While Lenovo has been able to hold its own and actually increase market share in the rapidly-shrinking global PC market, the company hasn't been so lucky when it comes to its smartphone biz, especially of late. Amidst falling sales and diminishing market share in its home country, Lenovo's smartphone business is facing stiff challenges both at home and abroad. Its acquisition of Motorola hasn't exactly been the success it would have ideally wanted either, meaning, Lenovo is now only the fifth largest player in the Chinese smartphone market. Which is quite a downgrade for the company, considering it was, not so long ago, the fourth largest player in its home country, and enjoyed an eight percent share of the smartphone market globally back in the second quarter of FY2015 (Q3, 2014). Currently however, the company is languishing at number five on the list with just 4.7 percent share of the market globally, with no signs of a turnaround on the horizon.
While a number of Lenovo's woes stem from the fact that the unlocked-smartphone bug has well and truly started to bite the Chinese consumer, leading them to buy handsets directly off of the internet from vendors such as Xiaomi, Elephone and OnePlus, rather than through traditional carrier channels. To combat the rapidly-shrinking margins in the highly-competitive Chinese smartphone market, the company now says that it will concentrate on expanding its reach beyond its national borders, into high-growth emerging markets elsewhere. The company's CEO, Mr. Yang Yuanqing, believes that the company can "turn the business around in one or two quarters and enter a new era of profitable growth", provided, it can execute its plans without any further hiccups.

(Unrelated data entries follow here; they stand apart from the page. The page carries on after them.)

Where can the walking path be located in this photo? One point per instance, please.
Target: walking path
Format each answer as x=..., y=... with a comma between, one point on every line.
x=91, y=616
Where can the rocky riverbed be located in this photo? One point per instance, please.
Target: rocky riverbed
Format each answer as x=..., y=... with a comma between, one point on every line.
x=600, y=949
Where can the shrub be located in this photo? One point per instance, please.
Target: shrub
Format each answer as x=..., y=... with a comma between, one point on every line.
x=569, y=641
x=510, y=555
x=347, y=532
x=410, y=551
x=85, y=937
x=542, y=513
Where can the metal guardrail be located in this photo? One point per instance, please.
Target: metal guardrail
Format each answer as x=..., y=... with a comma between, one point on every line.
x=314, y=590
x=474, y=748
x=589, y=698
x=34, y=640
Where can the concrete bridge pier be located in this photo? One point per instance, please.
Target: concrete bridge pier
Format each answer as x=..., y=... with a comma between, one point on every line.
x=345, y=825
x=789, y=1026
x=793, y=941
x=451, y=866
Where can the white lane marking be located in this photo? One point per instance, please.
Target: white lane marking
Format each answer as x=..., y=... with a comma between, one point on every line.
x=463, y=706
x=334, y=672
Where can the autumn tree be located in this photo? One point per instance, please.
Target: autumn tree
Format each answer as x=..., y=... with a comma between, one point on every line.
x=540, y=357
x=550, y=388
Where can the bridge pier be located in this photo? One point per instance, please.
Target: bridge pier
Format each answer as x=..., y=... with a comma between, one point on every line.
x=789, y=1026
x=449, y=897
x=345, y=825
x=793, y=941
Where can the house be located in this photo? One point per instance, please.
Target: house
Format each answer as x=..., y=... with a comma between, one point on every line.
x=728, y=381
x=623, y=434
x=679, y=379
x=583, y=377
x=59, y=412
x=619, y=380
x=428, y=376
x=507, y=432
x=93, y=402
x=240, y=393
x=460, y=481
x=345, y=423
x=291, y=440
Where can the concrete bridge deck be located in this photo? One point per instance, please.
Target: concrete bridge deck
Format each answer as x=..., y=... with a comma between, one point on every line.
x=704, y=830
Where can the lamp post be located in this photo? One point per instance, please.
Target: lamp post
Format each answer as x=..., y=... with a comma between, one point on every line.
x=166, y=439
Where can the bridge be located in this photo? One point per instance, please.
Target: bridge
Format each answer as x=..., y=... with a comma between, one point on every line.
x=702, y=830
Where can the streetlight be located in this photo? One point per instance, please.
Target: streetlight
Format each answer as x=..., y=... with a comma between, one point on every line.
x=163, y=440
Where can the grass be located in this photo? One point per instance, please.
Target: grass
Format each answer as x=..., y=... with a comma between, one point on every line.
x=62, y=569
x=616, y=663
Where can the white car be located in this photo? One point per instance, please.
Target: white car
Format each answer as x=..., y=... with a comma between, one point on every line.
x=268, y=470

While the company reported its biggest quarterly net loss of $714 million in more than six years in Q3, 2015 (Q2, FY2016), the result includes one-time write-offs including 'restructuring and integration costs', which alone accounted for a loss of around $923 million. The company also sacked as many as 3,200 employees including 500 at the Motorola Mobility offices in Chicago, IL. The overall number represents as much as 10 percent of the company's entire workforce globally. That however, doesn't mean the company is anywhere close to throwing in the towel as far as its smartphone business is concerned. Au Contraire, the company is entrusting its Motorola unit to design, develop and manufacture all smartphones to come out of the Lenovo stable, which currently includes three other brands – Vibe, Lemon and Zuk.
According to a study published by Mr. Alberto Moel, senior research analyst at Sanford C. Bernstein, Lenovo should be able to "return to a path of increasing profitability over the next 12 to 18 months". Whether that actually happens or not remains to be seen, but the company does have the credentials to hold its own amidst the impending doom and gloom that is being forecasted by a number of market analysts and industry insiders. As for Mr. Moel, "The launch of a series of new Motorola models allows Lenovo to grow its smartphone business in other markets with more reasonable competition". Amongst the markets Lenovo believes will assist it the most to get back to green, India burns the brightest, alongside Southeast Asia and Eastern Europe.